![]() |
||||||||||||||||||
|
|
For many parents, standardized test scores seem to answer the basic questions about education that everyone asks: How good is the school my child attends? How do the schools in our state or region compare with schools elsewhere? What chance does my son or daughter have of being admitted to a good college or university? Schools commonly use achievement test results to determine whether students are making progress and to ensure that programs in basic subjects, such as mathematics and reading, are effective. The referendum-voting and home-buying public use test scores to judge the quality of their schools and the desirability of living in one community over another. Colleges often combine students' high school grade point averages and scores on standardized tests to make crucial in-or-out decisions about admissions. But how reliable are standardized test results? Can we really use achievement test rankings or college-admissions test scores to make fair and meaningful comparisons of students, schools, and states? Workplace and everyday tasks like those in this volume bring these questions into sharp relief in two very different ways.
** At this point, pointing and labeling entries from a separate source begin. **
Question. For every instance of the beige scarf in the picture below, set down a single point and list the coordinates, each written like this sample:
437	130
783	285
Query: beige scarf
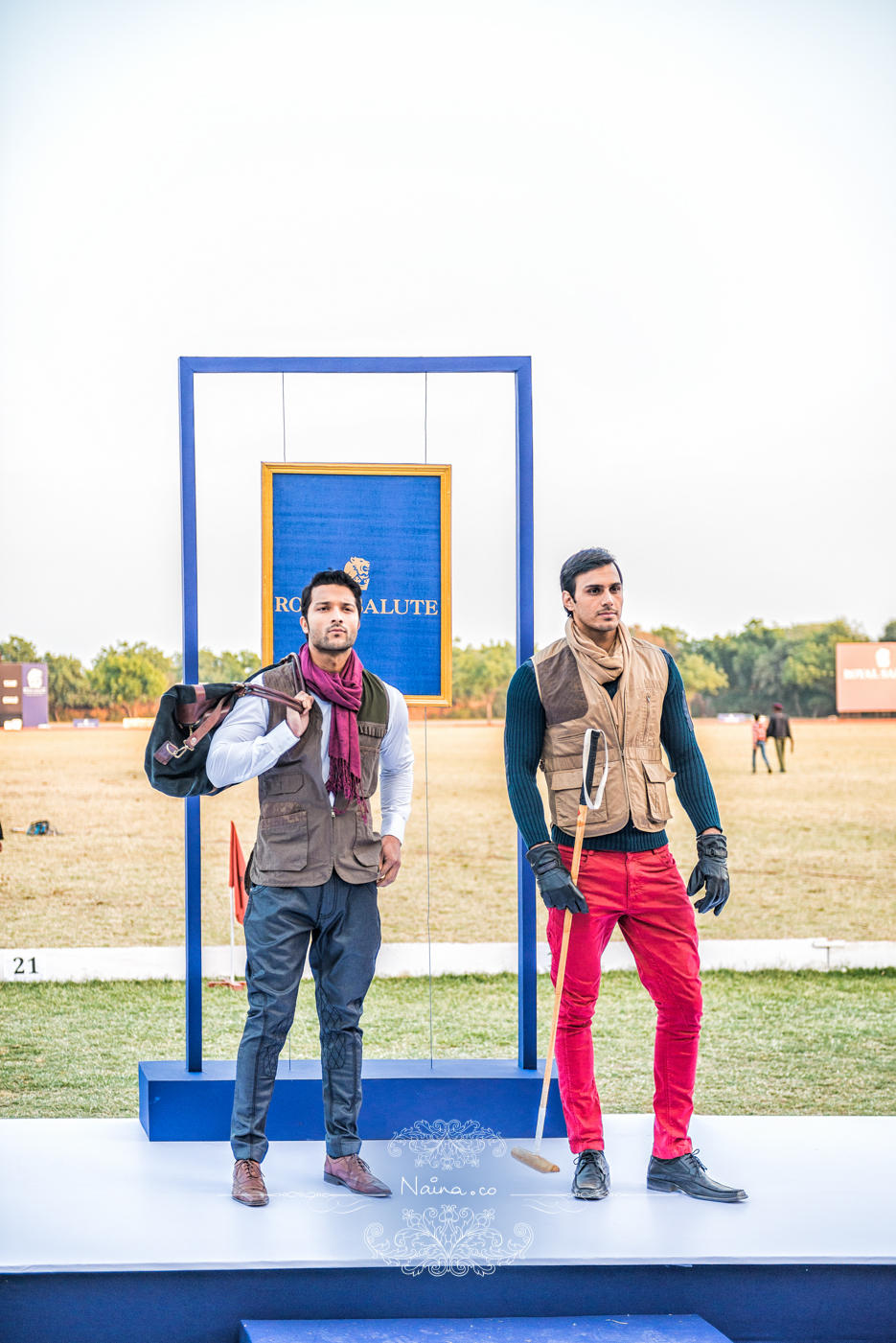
604	666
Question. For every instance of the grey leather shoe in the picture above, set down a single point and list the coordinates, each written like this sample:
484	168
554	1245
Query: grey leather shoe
688	1175
591	1176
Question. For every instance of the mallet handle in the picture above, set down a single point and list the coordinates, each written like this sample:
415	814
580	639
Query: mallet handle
562	966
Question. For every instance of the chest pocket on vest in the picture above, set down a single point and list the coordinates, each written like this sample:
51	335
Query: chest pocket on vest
370	737
283	838
655	779
280	782
565	790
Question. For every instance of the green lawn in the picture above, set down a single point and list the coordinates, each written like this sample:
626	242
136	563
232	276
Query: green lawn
772	1042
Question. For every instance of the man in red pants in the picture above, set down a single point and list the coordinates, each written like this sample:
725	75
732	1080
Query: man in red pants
599	677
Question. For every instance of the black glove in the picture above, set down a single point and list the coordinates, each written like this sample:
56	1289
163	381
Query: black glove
555	883
712	871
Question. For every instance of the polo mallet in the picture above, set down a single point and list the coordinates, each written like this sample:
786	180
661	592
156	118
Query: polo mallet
586	803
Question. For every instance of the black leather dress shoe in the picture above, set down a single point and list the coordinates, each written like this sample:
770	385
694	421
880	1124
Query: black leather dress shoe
591	1176
688	1174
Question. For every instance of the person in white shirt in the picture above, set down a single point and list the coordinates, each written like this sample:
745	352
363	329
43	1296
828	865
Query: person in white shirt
316	867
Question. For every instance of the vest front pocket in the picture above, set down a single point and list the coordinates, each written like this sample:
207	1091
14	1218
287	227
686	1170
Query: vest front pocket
565	793
367	843
655	779
283	841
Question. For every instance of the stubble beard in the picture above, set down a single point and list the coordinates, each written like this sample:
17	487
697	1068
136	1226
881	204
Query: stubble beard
325	642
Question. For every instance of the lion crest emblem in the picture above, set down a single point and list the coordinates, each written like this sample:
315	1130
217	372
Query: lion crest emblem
358	569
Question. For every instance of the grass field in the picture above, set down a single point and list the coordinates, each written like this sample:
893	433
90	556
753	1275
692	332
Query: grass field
772	1042
812	850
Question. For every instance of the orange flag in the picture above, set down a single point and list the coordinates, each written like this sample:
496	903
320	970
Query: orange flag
237	874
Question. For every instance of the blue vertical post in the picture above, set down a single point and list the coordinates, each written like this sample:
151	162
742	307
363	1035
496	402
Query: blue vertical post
193	833
527	984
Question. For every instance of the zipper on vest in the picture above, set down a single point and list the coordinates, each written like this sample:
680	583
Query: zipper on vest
619	749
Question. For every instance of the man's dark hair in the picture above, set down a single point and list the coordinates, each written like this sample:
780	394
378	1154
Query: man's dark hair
333	578
582	562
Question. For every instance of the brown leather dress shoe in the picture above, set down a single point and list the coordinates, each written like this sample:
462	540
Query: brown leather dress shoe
249	1185
355	1174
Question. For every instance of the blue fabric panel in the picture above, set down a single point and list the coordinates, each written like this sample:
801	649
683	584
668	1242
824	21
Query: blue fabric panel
587	1329
394	524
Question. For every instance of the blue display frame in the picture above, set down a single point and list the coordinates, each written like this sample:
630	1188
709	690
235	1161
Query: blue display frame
521	367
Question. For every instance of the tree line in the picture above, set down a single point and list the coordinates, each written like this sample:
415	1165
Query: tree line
729	673
124	679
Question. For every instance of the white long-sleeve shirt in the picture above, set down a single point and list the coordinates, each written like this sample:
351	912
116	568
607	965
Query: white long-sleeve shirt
242	749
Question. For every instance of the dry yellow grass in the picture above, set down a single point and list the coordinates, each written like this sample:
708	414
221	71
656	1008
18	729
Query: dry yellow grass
812	851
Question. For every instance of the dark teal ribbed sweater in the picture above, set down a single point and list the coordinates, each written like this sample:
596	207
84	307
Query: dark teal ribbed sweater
523	737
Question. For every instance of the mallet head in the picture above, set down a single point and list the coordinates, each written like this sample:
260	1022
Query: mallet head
537	1162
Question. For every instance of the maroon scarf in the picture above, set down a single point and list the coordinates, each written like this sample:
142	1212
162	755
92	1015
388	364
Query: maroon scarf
343	690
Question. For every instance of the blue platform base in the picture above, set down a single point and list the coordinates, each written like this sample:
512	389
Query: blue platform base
563	1329
177	1107
781	1305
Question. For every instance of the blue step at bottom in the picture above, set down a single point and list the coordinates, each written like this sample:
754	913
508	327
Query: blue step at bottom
588	1329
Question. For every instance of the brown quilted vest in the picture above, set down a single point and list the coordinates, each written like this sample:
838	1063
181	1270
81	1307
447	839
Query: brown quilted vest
574	702
301	838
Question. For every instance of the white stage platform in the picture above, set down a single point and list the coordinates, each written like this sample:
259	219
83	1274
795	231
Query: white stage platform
96	1195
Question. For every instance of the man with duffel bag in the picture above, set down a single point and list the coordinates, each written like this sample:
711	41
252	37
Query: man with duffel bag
316	867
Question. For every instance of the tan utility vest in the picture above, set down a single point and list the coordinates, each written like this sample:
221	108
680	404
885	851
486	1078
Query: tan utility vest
572	702
301	838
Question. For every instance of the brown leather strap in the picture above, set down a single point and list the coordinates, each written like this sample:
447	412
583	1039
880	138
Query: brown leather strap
213	717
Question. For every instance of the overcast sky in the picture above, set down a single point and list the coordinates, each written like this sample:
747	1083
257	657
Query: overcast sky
682	210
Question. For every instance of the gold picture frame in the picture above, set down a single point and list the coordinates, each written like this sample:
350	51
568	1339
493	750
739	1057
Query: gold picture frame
441	472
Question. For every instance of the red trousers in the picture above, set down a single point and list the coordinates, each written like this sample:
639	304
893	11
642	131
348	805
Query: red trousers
645	896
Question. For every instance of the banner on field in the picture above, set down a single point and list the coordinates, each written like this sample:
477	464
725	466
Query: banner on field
866	679
390	528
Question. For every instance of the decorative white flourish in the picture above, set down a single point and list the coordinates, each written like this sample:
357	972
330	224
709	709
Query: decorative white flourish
448	1242
448	1143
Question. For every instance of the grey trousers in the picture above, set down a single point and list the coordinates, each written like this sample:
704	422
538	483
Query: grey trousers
344	925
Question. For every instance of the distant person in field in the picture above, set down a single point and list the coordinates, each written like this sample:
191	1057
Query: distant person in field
599	677
779	729
314	869
759	740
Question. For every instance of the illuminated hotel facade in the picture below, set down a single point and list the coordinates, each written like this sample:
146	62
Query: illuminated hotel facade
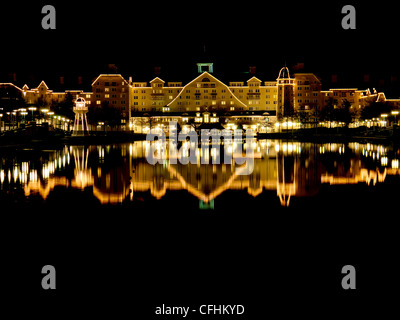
252	104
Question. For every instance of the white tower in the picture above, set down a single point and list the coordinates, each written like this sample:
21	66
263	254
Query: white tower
80	124
285	94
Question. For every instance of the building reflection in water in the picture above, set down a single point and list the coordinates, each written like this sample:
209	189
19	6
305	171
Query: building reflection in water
116	173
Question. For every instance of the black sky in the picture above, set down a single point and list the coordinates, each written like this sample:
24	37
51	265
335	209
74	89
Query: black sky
137	36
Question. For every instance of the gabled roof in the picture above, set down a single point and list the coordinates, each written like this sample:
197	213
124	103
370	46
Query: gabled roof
43	84
254	79
199	78
10	85
108	75
157	80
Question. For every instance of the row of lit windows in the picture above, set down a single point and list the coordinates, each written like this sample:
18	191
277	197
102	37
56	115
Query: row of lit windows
307	101
112	102
315	94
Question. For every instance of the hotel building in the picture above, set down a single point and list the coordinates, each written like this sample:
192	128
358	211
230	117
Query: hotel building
252	104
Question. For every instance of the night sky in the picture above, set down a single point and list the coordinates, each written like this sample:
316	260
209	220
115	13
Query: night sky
174	35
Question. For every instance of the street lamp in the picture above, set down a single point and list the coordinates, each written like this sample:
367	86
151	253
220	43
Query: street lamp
395	113
32	109
45	113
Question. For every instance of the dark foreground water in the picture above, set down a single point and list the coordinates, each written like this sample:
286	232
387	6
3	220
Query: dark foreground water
126	236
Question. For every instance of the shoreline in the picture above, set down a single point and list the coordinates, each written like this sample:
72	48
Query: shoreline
51	139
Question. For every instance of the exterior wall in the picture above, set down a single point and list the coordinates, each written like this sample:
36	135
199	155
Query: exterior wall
307	88
239	103
154	97
112	89
255	95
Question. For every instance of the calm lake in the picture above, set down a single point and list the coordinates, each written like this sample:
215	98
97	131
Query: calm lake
137	235
286	174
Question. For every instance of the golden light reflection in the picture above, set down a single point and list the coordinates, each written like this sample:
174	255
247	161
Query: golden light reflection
291	169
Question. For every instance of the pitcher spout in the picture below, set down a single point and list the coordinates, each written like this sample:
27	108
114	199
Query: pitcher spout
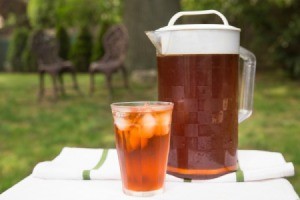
155	39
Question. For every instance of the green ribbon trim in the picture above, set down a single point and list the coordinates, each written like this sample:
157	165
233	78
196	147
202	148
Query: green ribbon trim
239	175
86	173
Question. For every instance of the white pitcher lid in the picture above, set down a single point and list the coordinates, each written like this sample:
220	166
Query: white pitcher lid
172	27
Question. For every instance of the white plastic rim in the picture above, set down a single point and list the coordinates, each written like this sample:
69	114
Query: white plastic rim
197	38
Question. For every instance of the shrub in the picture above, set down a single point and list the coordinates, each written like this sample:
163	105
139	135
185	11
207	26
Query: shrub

First, such tasks differ considerably from the tasks used in standardized tests, most notably in the time a student is expected to spend on the task and in what constitutes a solution. This point raises questions about whether any standardized test can adequately assess a type of education in which extended tasks are used for instruction. Second, the kind of reasoning that parents need to gauge properly the significance of test score data is precisely the kind of reasoning that we might encourage. Interpreting test score data is itself a mathematical task!
Interpreting the SAT
For better or worse, we know that Americans have been making the comparisons outlined above for generations. This fact is perhaps best illustrated by the power and popularity of the SAT1 --the single most-used standardized test of its type in the country and an important ingredient in college admissions since the 1940s. The SAT I: Reasoning Test, a multiple-choice exam2 with verbal and mathematics components, is used in combination with high school grades to predict a student's readiness for college. Fluctuations in average SAT scores are tracked as indicators, albeit indirect, of the quality of education in this country (Bracey, 1996; Powell & Steelman, 1996). Beginning in 1964, average scores on the SAT dropped slowly but steadily for about 15 years. This led to much speculation and considerable hand-wringing about possible causes of the apparent decline in education quality in the U.S. By the early 1990s, average scores on the mathematics portion of the SAT had rebounded significantly, but scores on the verbal section had not. Scores on other national standardized exams also declined during this same time period, but none attracted as much attention as the SAT. Further significance was attributed to this alarming drop in SAT scores by the many reports of poor mathematics and science performance by U.S. students relative to that of students in other countries. In the U.S., state-by-state comparisons of SAT results became a standard feature of the economic "warfare" among the states to lure businesses and their employees based on relative measures of "quality of life" as reflected in part by test-score rankings.
Missing Information
The trouble with all of this is that test scores, particularly average scores on nationally-normed standardized tests such as the SAT, don't mean as much as we typically think they do. Understanding who takes the test--and who doesn't--is the first and perhaps single most important factor to consider when trying to understand what raw SAT scores or state-to-state comparisons really mean. For starters, we need to know what percentage of students actually take the test. Students who take the SAT (or equivalent admissions exams such as the ACT, used more extensively in the Midwestern states) are obviously prospective college students and thus not representative of the total school population. Thirty years ago, average national scores on the SAT exam were highly unrepresentative of the achievement of the "average" student in the U.S. because the pool of candidates taking the test was much smaller than it is now. In fact, in 1975 SAT-takers included only one-third of the nation's graduating seniors, but by 1994, they included 42% of the nation's graduates (College Entrance Examination Board, 1994). Although experts disagree about specifics, the decline in SAT scores during the 1960s and 1970s seems due at least in part to the fact that the test-taking pool is formed of a larger percentage of high school graduates, and, thus, in the '60s and '70s, an average SAT-taker was more like an average high school graduate than was the case in the 1950s. Today, with an even larger portion of total school population taking the SAT, we can more fairly make comparisons, yet in making state-to-state contrasts we must still account for differential rates of overall student participation. In 1993 for example, the average SAT score for students in Iowa was 1103. Students in Massachusetts averaged 903 (Powell & Steelman, 1996). But in Iowa only 5% of high school seniors took the SAT. In Massachusetts, participation was far greater--81% of high school seniors took the exam. Generally speaking, in states where SAT participation rates are relatively high, the likelihood is that average scores will be lower than in the low-participation states. (See Figure 8-1.)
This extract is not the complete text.